Environmental factors controlling the precipitation of Cu-bearing hydrotalcite-like compounds from mine waters. The case of the "Eve verda" spring (Aosta Valley, Italy)
Tumiati, Simone; Godard, Gaston; Masciocchi, Norberto; Martin, Silvana; Monticelli, Damiano
published: Mar 7, 2008
ArtNo. ESP147052001005, Price: 29.00 €
In the Cu-Fe-sulphide mining district of Servette-Chuc (Saint-Marcel, Aosta Valley, Italy), a streambed called Eve Verda and covered with a colloidal blue-green precipitate has been known since the 18th century. X-ray and chemical analyses reveal that the precipitate is a mixture of a nanocrystalline Cu-Al-sulphate hydrotalcite-like compound close to hydrowoodwardite (Cu1−xAlx[SO4]x/2[OH]2·mH2O) (49 ± 10 vol.%), and amorphous Al and Si oxyhydroxides. The Al/(Al + Cu) ratio of hydrowoodwardite (i.e., x) ranges between 0.10 and 0.30 with a mean value of 0.17 ± 0.04. The average formula may be expressed as follows: Cu0.81Zn0.02Al0.17(SO4)0.08(OH)2·1.10 H2O.In order to construct phase diagrams, we estimated the thermodynamic properties of the hydrowoodwardite solid solution starting from calorimetric measurements available in the literature, i.e., those for Mg, Co, Ni and Zn hydrotalcites.
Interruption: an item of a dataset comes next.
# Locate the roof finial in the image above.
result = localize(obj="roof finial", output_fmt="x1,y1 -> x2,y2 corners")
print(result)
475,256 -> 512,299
At least for x < 0.35, hydrowoodwardite may be treated either as an ideal or as a non-ideal solid solution between the two end-members cu(oh)2 (spertiniite) and Al(SO4)0.5(OH)2 (aluminite). For x = 1/3 (i.e., woodwardite sensu stricto following IMA nomenclature) and m = 0, the ideal solid solution model provided a Gibbs free energy of formation (ΔG0f) of −684.4 kJ/mol and an enthalpy of formation (ΔH0f) of −795.0 kJ/mol, while the non-ideal solution model yielded ΔG0f = −658.6 kJ/mol and ΔG0f = −767.5 kJ/mol. The estimated data agree well with the solubility measurements reported for hydrotalcites.Since hydrowoodwardite precipitates where mineralised, acidic waters from an ephemeral stream are mixing with alkaline, diluted waters of a perennial spring, we calculated pH-Xw pseudosections (i.e., isochemical phase diagrams), where Xw is the molar proportion of the two mixing waters. The thermodynamic modelling indicates that the formation of hydrowoodwardite is related to a geochemical barrier represented by the perennial spring waters. It also demonstrates that the composition of hydrowoodwardite (i.e., x) is mainly a function of pH, while the modal composition of the precipitate depends instead on Xw. This explains the variations observed in the precipitate composition at Eve Verda.